Oleh karena itu, KPK merekomendasikan BPKH untuk menginventarisir masalah dengan segera memperbaiki tata kelola dan menutup celah-celah permasalahan dimaksud.
Seperti menyusun SOP penyaluran dana kemaslahatan secara bertahap untuk yang bernilai signifikan serta memperbaiki kinerja investasi dan penempatan dalam rangka peningkatan nilai manfaat.
“Dari seluruh pihak pengelola dana publik (terpenting) adalah masalah etik dan conflict of interest. Kredibilitas ini dilihat publik bagaimana (BPKH) menjalankan baik yang kelihatan maupun yang secara terukur telah dijelaskan,” kata Pahala.
Sementara itu, Kepala Badan Pelaksana BPKH Fadlul Imansyah mengucapkan terima kasih kepada KPK karena melalui kajian ini pihaknya dapat mengetahui pos-pos yang harus diperbaiki.
Meskipun begitu, BPKH berkomitmen untuk menjadi lembaga antikorupsi dimana saat ini BPKH telah menggunakan wistleblowing system (WBS).
Terkait permasalahan disparitas harga, Fadlul menjelaskan pihaknya akan berkoordinasi bersama Kemenag dan Komisi VIII DPR RI.
Termasuk saat ini, BPKH telah berkoodinasi intensif dengan Kemenag terkait penyelarasan UU untuk menemukan formula terbaik demi pengelolaan dana haji yang optimal.
Di sisi lain, Pemerintah Saudi, menurut Fadlul, pada tahun 2030 memiliki visi meningkatkan kuota jumlah jemaah haji dunia.
Dimana Indonesia sebagai negara muslim terbesar diharapkan oleh Kerajaan Saudi untuk mengambil kuota lebih banyak lagi. Jika terealisasi maka hal ini dapat memangkas masa tunggu jemaah.
“Pemerintah Saudi ingin meningkatkan kuota jemaah dari dua juta menjadi lima juta. Tentunya ini menjadi tantangan kita untuk meningkatkan kualitas layanan haji dan tidak akan meningkat jika dananya tidak cukup,” kata Fadlul.

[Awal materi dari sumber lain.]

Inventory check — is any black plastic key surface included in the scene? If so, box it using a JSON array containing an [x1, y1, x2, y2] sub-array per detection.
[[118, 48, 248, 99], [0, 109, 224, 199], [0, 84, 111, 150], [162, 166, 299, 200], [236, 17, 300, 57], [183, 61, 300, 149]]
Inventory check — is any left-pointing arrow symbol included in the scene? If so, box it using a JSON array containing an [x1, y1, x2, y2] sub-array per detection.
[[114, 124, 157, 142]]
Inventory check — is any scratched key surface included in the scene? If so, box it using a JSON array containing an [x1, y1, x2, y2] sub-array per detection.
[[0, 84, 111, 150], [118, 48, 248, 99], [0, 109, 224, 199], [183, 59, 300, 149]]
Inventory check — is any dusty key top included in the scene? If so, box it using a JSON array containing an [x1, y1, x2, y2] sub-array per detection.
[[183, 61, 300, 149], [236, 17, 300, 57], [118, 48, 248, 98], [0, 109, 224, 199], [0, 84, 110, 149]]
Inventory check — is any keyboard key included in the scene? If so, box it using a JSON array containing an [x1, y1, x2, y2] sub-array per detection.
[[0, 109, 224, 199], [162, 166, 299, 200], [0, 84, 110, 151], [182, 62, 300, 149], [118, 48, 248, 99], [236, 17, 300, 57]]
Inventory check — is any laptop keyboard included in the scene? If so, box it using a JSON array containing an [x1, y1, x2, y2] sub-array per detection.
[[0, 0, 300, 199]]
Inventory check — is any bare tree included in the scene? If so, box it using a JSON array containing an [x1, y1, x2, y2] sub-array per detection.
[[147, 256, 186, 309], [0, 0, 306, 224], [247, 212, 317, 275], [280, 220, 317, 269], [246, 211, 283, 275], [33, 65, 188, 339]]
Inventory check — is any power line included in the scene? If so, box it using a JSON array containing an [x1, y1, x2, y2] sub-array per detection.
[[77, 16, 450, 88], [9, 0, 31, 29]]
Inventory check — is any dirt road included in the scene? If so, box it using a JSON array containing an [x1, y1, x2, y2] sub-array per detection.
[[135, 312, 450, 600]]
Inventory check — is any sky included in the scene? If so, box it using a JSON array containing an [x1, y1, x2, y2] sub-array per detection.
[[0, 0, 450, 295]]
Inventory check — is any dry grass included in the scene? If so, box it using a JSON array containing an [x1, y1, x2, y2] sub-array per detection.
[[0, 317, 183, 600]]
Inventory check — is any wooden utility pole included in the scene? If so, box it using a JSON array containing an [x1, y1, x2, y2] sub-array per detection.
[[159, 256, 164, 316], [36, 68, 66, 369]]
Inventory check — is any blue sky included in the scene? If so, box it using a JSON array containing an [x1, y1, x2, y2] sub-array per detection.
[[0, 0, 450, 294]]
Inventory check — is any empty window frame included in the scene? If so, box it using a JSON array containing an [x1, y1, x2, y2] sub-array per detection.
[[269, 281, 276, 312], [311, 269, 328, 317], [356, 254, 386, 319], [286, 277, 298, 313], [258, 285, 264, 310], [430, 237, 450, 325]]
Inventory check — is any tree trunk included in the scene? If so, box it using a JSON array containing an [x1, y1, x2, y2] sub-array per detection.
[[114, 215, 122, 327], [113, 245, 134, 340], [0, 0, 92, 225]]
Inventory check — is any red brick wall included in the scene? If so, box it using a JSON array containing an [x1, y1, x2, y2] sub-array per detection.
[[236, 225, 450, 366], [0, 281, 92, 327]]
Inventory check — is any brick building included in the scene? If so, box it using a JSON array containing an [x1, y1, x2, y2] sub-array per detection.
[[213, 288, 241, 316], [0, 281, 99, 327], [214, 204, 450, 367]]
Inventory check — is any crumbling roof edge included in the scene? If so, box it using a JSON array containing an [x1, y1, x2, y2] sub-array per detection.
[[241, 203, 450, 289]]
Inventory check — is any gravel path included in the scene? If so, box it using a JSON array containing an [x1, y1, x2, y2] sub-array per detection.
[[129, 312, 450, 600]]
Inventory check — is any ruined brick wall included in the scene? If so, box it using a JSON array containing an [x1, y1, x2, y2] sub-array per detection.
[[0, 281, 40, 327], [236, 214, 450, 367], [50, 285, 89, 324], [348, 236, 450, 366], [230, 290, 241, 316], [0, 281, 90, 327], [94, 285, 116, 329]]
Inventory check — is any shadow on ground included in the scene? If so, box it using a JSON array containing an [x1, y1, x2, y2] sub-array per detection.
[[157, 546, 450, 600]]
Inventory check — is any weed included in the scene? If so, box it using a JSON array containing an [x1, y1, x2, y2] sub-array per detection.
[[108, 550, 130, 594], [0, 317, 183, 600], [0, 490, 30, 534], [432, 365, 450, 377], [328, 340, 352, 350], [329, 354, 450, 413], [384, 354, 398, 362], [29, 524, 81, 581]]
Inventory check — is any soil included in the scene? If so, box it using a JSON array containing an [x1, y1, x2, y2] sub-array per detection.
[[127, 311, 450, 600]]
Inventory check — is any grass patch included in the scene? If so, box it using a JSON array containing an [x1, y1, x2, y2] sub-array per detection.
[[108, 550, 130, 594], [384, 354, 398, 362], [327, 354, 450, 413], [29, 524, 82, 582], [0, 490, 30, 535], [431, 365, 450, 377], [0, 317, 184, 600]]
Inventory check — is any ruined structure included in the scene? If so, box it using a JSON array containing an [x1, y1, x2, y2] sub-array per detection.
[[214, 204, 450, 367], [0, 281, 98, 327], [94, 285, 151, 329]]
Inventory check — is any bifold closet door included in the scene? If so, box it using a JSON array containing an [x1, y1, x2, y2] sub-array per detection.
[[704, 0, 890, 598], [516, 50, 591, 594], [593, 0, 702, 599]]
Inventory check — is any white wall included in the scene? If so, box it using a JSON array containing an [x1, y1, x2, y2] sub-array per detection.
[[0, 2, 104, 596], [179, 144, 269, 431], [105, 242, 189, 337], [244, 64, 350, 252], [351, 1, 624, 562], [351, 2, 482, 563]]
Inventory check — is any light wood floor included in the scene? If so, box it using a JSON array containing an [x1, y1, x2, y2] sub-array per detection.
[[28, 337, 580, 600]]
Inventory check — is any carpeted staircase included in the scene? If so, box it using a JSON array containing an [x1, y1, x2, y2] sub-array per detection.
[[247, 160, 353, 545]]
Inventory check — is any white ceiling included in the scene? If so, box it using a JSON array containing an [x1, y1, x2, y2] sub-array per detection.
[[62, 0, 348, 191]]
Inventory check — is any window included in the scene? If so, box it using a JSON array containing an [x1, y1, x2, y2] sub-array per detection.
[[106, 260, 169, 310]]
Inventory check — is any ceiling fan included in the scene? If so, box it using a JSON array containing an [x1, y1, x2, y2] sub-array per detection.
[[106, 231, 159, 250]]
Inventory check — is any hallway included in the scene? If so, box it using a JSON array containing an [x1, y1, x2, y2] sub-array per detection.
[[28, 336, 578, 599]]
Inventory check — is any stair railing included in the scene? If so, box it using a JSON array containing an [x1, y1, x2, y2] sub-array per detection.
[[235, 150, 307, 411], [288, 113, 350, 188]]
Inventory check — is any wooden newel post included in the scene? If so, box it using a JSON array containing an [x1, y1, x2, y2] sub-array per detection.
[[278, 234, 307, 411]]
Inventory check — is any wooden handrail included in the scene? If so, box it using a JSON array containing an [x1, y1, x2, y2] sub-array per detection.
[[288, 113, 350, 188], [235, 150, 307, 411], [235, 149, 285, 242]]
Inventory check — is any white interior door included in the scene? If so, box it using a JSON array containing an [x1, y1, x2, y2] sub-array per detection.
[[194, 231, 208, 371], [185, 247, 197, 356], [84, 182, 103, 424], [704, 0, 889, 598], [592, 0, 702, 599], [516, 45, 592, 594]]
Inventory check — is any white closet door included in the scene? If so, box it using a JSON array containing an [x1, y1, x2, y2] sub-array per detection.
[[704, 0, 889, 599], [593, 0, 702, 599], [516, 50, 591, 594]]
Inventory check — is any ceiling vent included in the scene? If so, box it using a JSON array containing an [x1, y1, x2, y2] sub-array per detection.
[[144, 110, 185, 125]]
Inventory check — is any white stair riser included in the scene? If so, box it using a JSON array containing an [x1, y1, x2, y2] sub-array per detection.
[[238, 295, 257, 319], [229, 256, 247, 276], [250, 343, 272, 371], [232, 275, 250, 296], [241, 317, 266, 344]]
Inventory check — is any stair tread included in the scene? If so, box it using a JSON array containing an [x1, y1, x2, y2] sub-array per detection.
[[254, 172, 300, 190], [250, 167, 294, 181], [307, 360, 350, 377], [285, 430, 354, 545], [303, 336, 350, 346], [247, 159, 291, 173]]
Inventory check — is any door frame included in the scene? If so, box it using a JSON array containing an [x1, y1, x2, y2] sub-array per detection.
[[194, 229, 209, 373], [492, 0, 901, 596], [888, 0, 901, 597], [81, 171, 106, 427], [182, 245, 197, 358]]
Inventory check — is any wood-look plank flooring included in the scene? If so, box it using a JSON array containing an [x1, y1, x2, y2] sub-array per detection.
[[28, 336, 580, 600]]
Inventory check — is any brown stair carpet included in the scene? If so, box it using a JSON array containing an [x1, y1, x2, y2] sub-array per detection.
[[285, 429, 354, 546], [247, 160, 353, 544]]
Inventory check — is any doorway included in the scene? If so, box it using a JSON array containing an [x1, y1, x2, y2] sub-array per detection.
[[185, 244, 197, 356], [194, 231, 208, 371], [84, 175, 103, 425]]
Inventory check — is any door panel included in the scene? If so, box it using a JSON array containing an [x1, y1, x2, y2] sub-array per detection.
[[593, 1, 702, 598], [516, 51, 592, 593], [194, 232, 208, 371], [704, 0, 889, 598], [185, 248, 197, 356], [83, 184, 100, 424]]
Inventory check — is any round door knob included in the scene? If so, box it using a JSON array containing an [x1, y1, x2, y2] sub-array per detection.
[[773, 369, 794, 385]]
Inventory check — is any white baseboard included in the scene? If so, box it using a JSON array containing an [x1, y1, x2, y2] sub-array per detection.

Baca juga: 3 Kali Mangkir Pemeriksaan, KPK Buru Keberadaan Dito Mahendra
Terkait disparitas tarif, ke depan BPKH dan Kemenag sedang membuat sebuah PT di Saudi untuk berinvestasi seluruh kebutuhan Jemaah haji asal Indonesia.
Nantinya PT ini akan masuk ke ruang-ruang seperti pengelolaan penginapan atau logistik makanan yang dibolehkan oleh Saudi sehingga dapat menekan cost haji jemaah.
“Dengan dukungan KPK, BPKH akan terus lanjut (bekerja) secara produktif meningkatkan kualitas layanan haji,” katanya.